Fairness Through Controlled (Un)Awareness in Node Embeddings
Dennis Vetter, Jasper Forth, Gemma Roig, Holger Dell
TL;DR
This study analyzes how CrossWalk’s hyperparameters $\alpha$, $\beta$, together with node2vec’s $p$, $q$, shape the ease of inferring sensitive attributes from node embeddings, enabling either obfuscation or amplification of such signals to support different fairness notions.
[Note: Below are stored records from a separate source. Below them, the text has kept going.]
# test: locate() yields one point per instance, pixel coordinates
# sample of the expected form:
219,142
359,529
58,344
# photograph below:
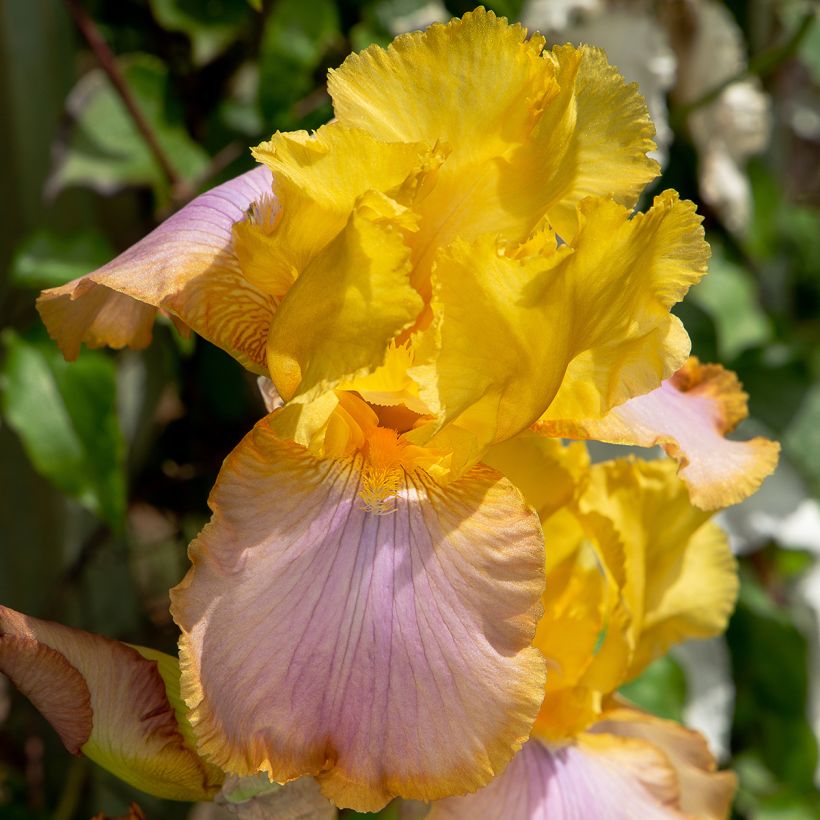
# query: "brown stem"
109,65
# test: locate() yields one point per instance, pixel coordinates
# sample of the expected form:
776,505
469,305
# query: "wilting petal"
689,415
106,700
704,792
340,316
186,266
596,776
385,654
566,332
681,578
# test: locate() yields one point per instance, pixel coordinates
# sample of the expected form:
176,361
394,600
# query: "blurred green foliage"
107,462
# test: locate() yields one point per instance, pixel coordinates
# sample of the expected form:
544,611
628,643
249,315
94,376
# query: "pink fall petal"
386,654
186,266
591,778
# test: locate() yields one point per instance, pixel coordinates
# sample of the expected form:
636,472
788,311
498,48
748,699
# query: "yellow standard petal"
355,297
318,178
630,274
555,331
681,575
476,84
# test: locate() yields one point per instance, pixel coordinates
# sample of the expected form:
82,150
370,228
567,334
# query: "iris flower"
451,263
633,568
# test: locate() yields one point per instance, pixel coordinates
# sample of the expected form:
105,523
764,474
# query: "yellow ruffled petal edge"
107,701
689,416
354,298
629,765
548,331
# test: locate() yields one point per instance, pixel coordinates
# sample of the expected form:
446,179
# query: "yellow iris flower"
451,263
632,569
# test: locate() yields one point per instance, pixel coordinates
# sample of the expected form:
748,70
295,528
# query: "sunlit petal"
557,332
704,792
689,415
385,654
340,316
681,578
601,777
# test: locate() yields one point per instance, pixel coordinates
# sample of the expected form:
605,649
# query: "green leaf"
296,38
660,689
210,26
66,417
45,259
729,295
770,669
106,151
802,439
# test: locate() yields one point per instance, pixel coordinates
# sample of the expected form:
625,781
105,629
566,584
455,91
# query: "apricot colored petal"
362,645
595,776
689,416
318,178
186,266
475,84
681,577
704,792
338,319
545,471
105,700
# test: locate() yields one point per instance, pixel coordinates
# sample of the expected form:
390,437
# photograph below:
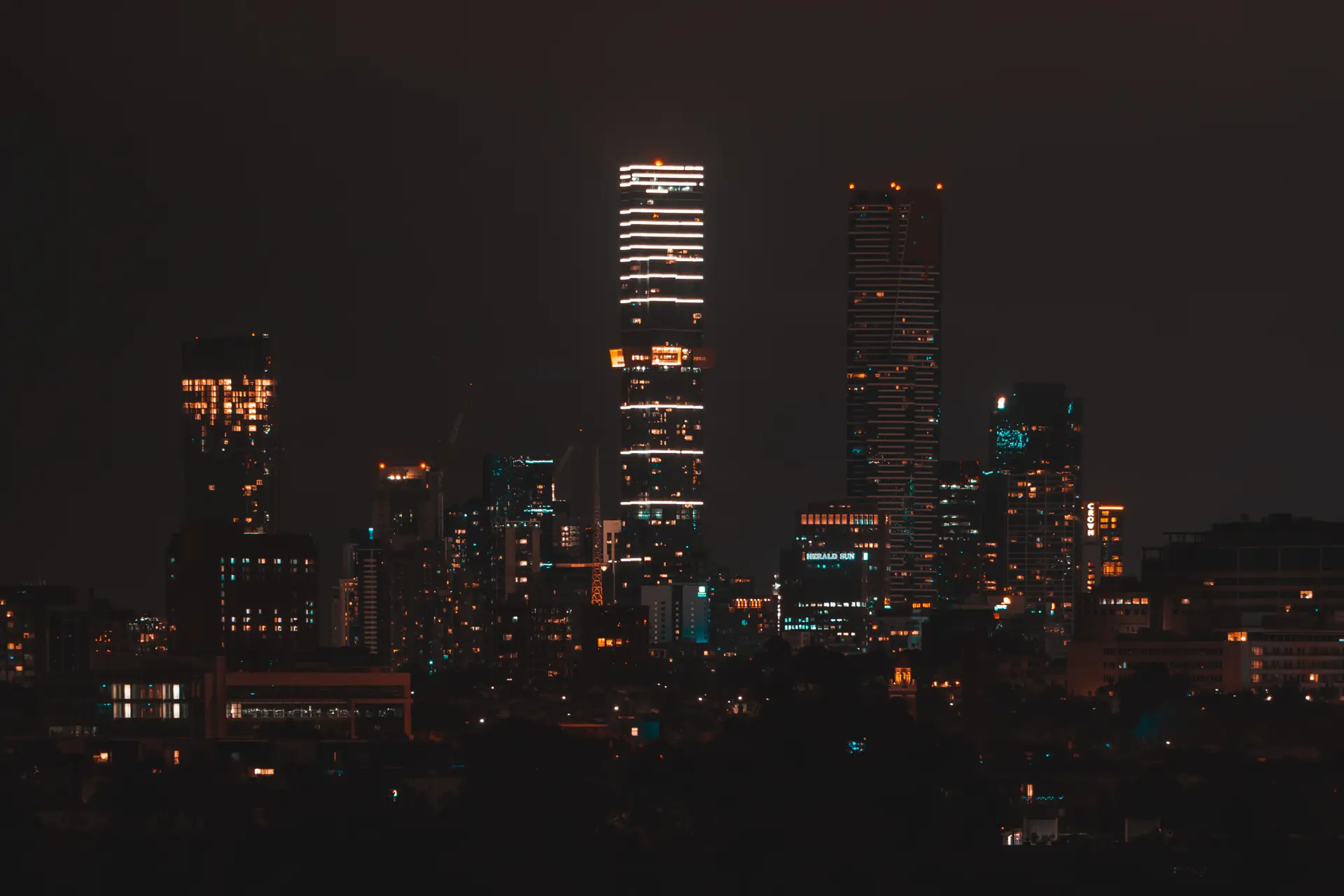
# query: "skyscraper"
894,374
1102,542
960,542
229,394
663,362
1035,450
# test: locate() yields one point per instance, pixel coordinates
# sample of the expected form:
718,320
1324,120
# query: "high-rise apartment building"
227,398
831,578
663,362
519,488
894,374
252,598
960,555
1035,450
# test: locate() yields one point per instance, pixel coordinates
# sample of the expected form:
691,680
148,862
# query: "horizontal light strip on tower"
662,451
659,407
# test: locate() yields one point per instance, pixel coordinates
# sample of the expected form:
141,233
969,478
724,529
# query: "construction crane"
597,530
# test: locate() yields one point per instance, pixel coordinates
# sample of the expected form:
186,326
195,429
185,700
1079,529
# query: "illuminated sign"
667,355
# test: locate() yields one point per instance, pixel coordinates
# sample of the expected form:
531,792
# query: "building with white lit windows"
894,374
662,362
831,578
252,598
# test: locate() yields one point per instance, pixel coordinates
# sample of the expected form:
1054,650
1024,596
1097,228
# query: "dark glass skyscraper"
230,449
960,543
663,362
1037,450
894,374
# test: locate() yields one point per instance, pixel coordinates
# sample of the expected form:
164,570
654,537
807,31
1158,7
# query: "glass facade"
662,362
1035,449
831,578
894,374
227,397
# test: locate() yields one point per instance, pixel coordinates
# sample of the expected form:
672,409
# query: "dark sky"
1142,202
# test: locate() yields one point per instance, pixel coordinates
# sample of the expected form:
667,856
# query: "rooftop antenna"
597,528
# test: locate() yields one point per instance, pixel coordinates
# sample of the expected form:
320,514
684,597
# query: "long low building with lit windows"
194,700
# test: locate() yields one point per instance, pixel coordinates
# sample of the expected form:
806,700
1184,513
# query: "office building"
370,621
46,629
831,578
1035,456
961,547
1101,535
519,488
894,374
409,522
232,451
1237,575
679,613
249,597
663,362
741,626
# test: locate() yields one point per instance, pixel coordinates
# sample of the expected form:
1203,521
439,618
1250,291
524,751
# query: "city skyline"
323,220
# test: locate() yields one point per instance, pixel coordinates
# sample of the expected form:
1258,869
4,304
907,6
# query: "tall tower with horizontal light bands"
894,374
663,362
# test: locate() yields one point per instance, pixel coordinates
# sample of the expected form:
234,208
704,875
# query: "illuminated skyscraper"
227,399
1102,540
663,362
960,542
409,522
894,374
1035,450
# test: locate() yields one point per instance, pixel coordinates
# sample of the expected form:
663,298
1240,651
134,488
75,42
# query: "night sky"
1142,203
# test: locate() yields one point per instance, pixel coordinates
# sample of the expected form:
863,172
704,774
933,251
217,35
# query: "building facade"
961,548
1237,574
1035,450
252,598
1101,536
230,444
894,374
662,362
409,522
831,578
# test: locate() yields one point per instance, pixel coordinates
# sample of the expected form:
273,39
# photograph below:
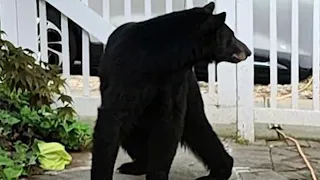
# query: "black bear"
150,96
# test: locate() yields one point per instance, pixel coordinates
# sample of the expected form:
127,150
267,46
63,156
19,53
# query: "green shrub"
28,91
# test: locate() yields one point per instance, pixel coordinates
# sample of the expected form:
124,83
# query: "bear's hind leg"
166,130
136,147
119,109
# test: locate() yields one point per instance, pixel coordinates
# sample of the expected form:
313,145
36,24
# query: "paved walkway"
272,160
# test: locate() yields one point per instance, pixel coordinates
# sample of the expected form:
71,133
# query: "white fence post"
9,20
226,71
27,24
245,118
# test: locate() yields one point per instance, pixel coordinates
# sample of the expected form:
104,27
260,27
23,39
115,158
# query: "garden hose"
313,174
267,99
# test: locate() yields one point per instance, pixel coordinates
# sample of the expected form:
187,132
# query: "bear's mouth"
239,56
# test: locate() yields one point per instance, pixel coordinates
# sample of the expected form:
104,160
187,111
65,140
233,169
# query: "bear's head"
220,43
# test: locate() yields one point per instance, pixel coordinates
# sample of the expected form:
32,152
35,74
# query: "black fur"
148,90
198,135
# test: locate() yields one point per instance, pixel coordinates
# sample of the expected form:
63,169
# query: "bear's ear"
209,7
220,18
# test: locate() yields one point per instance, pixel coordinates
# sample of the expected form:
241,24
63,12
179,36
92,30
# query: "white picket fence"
233,104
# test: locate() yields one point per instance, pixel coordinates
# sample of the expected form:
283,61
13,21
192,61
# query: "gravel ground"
76,84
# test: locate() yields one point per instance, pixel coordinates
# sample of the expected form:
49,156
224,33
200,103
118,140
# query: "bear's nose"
248,52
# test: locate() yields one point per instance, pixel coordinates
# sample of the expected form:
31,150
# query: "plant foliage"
29,91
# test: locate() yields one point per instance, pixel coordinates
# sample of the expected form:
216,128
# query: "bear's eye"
229,42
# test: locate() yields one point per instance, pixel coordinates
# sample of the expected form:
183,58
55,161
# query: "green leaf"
65,98
13,172
5,161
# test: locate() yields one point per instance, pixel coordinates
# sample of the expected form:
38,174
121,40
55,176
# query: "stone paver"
252,162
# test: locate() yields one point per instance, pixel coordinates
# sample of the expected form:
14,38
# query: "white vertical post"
212,73
273,53
105,14
147,9
316,48
127,10
85,59
65,50
43,30
295,53
168,6
189,4
27,24
226,72
245,118
9,20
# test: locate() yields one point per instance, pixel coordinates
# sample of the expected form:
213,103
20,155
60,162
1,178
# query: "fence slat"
295,54
189,4
43,30
65,49
245,104
127,10
105,14
106,10
227,83
169,6
147,9
27,24
9,20
85,59
273,54
212,73
316,47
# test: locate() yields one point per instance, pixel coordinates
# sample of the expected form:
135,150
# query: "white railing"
231,102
Using Pokec-based subgraphs with controlled geography, the authors evaluate Awareness, Disparity, and Performance via Label Propagation and 25-fold cross-validation, demonstrating that high $\alpha$ and $\beta$ induce low awareness (better procedural justice) but can increase disparity and degrade non-sensitive attribute performance. Conversely, low $\alpha$ and $\beta$ raise awareness (better distributive justice) at the cost of fairness across groups and overall embedding quality. The work provides parameterization guidelines and an integrated implementation to compare CrossWalk with node2vec, highlighting practical trade-offs and the potential for misuse if sensitive attributes are exploited.
Abstract
Graph representation learning is central for the application of machine learning (ML) models to complex graphs, such as social networks. Ensuring `fair' representations is essential, due to the societal implications and the use of sensitive personal data. In this paper, we demonstrate how the parametrization of the \emph{CrossWalk} algorithm influences the ability to infer a sensitive attributes from node embeddings. By fine-tuning hyperparameters, we show that it is possible to either significantly enhance or obscure the detectability of these attributes. This functionality offers a valuable tool for improving the fairness of ML systems utilizing graph embeddings, making them adaptable to different fairness paradigms.